Using the definition of enumerability of sets:
A non-empty set B is enumerable iff there is a bijection $f:\mathbb{N}\supset L \rightarrow B$.
So, I have to prove that the set of polynomial of one variable with coefficients on $\mathbb{Q}$ is enumerable. What I thought is that I can write every polynomial $p_0=A_0^0+A_1^0X+\dots +A_n^0X^n$ as
$$p_0=(A_0^0,A_1^0,\dots ,A_n^0,\dots ),$$
where the $A_i's$ are 0 except for a finite number of them. To say that this set is enumerable is the same that to say (denoting this set by B):
$$B=\{p_1,p_2,\dots\}$$
Now define the polynomial
$$ p=(x_0 \neq A_0^0, x_1 \neq A_1^1, \dots), $$
where every $x_i \neq A_i^i$. This polynomial is obviously not in the list B.
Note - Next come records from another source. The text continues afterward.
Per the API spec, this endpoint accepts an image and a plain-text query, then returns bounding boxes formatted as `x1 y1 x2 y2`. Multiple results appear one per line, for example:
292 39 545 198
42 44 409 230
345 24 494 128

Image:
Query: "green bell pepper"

My question is: my approach is right to conclude that the set B is non-enumerable?
Solution 1:
First note that enumerable usually means can be effectively enumerated, where as you seem to ask if it is countable (or denumerable).
The conclusion is wrong, so the approach cannot be right. The set is countable. As for the approach, note that you are defining a polynomial with infinitely many non-zero coefficients, which is therefore not a polynomial.
Otherwise the argument would be reduced to an even worse state: a misinterpretation of the Cantor diagonal argument. That is, you are listing the polynomials and then finding something not on that concrete list; whereas the actual argument is "given any enumeration, we can find something not on the list".
To see that the polynomials are countable first note that $\mathbb Q$ is countable. This means that if we show that polynomials whose coefficients are in $\mathbb N$ give a countable set, we can use the bijection between $\mathbb Q$ and $\mathbb N$ to prove that the polynomials over $\mathbb Q$ are countable.
Now to see that, first we can (as you did) identify the polynomial with finite sequences, then we can find explicit bijections between $\mathbb N$ and the set of finite sequences, for example:
$$\langle a_0,\ldots,a_n\rangle\mapsto p_0^{a_0}\cdot\ldots\cdot p_n^{a_n}-1$$
Where $p_i$ is the $i$-th prime number.
Of course that if you are allowed to rely on the fact that countable unions of countable sets are countable, you can take the approach which avoids the explicit bijection:
- $\mathbb N\times\mathbb N$ is countable;
- By induction if $\mathbb N^k$ is countable then $\mathbb N^{k+1}$ is countable.
The set of all finite sequences is equal to $\bigcup_{n\in\mathbb N}\mathbb N^n$, and therefore is a countable union of countable sets.
Further reading:
- The cartesian product $\mathbb{N} \times \mathbb{N}$ is countable
- Cartesian Product of Two Countable Sets is Countable
- Proving $\mathbb{N}^k$ is countable
Solution 2:
No, because in fact $B$ is enumerable.
Your argument fails because each $p_k$ has only finitely many non-zero coefficients. It turns out that the ‘polynomial’ that you construct by this diagonal argument isn’t actually a polynomial at all, but an infinite series: it has infinitely many non-zero coefficients.
Since $B$ is enumerable, you should instead be looking for a proof of this. One approach is to divide $B$ up into more manageable pieces: for each $n\in\Bbb N$ let $B_n$ be the set of polynomials of degree at most $n$. Presumably you already know that $\Bbb Q$ is enumerable, so it’s easy to see that $B_0$ is enumerable. Can you see how to find a bijection between $\Bbb{Q}^{n+1}$ and $B_n$?